RadioPublic's CEO: “Can podcasting succeed w/o sacrificing open distribution?” - thehoomanist
https://hooman.ist/jake-shapiro
======
thehoomanist
"My hope for podcasting is that it can remain loosely coupled, that you end up
having a whole series of centralized systems, that there's a healthy tension
between where different pieces of the value chain around content creation,
distribution, sales, listener, and engagement taking place; not all in one
place, but you can still have some very successful large-scale companies that
are providing some of those services without it being a winner-take-all."

"Part of our design of RadioPublic was consciously to not try to integrate all
of those things, and instead to leave hosting and ad sales and other systems
outside of what we do and make sure that we could interoperate with multiple
other parties and platforms who are doing that, so we don't just work with
PRX's network, but we also make sure that we can tie into Libsyn and
Simplecast, and other hosting companies. Or work with Panoply in their
Megaphone system, or ART19 and its data system.

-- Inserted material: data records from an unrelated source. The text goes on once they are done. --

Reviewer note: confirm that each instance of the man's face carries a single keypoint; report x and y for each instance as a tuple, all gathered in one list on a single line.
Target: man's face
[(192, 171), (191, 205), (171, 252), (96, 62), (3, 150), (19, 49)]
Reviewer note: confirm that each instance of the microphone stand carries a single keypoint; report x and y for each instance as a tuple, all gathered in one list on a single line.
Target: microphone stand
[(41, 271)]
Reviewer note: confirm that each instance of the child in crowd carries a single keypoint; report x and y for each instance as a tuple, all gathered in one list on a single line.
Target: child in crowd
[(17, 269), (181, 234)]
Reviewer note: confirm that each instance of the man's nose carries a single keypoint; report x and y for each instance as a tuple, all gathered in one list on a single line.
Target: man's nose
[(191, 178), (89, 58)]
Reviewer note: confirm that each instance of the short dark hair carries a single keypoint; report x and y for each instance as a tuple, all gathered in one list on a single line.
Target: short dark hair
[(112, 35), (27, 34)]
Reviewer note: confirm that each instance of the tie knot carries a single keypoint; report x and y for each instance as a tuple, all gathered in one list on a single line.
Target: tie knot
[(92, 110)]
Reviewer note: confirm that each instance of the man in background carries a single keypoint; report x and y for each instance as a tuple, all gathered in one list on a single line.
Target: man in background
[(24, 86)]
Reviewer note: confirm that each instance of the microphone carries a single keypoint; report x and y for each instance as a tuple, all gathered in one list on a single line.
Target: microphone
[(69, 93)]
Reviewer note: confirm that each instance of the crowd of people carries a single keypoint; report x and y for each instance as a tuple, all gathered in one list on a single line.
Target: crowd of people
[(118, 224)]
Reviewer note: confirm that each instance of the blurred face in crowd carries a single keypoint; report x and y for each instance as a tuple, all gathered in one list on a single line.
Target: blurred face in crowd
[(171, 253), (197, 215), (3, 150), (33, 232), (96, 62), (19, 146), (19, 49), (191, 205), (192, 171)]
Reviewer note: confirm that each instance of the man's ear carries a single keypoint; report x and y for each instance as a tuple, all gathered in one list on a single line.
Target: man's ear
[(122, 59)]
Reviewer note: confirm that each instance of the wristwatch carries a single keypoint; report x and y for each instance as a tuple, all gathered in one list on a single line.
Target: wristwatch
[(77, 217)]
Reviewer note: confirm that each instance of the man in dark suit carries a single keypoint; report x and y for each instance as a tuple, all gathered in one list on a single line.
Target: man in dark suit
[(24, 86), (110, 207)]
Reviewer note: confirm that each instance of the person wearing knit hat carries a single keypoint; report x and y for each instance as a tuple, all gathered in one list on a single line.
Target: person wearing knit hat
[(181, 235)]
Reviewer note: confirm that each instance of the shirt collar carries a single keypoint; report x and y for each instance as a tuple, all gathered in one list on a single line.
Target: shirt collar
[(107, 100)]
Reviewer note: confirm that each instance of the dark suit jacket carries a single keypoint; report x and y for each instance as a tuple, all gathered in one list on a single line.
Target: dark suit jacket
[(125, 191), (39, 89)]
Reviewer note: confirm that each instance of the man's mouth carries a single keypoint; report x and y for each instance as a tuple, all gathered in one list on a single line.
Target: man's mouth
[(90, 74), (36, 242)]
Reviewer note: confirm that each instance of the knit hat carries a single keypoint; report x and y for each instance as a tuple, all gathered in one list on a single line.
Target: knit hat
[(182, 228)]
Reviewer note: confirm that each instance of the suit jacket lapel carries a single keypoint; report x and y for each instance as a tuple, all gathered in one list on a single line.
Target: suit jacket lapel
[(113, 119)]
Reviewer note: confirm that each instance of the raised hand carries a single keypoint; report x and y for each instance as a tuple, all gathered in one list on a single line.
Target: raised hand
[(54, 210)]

If we can prove successfully
that there's a new way of making sure that podcast listeners support the
business models of podcasters on a consumer facing app where the listening
happens, we might have the chance at then propelling forward some new
standards that we would be thrilled if they got picked up by Apple and others.
A simple example is: we have the concept of a gateway episode in a feed where
we encourage a podcaster to flag an episode as the one that a new listener
should start listening to first."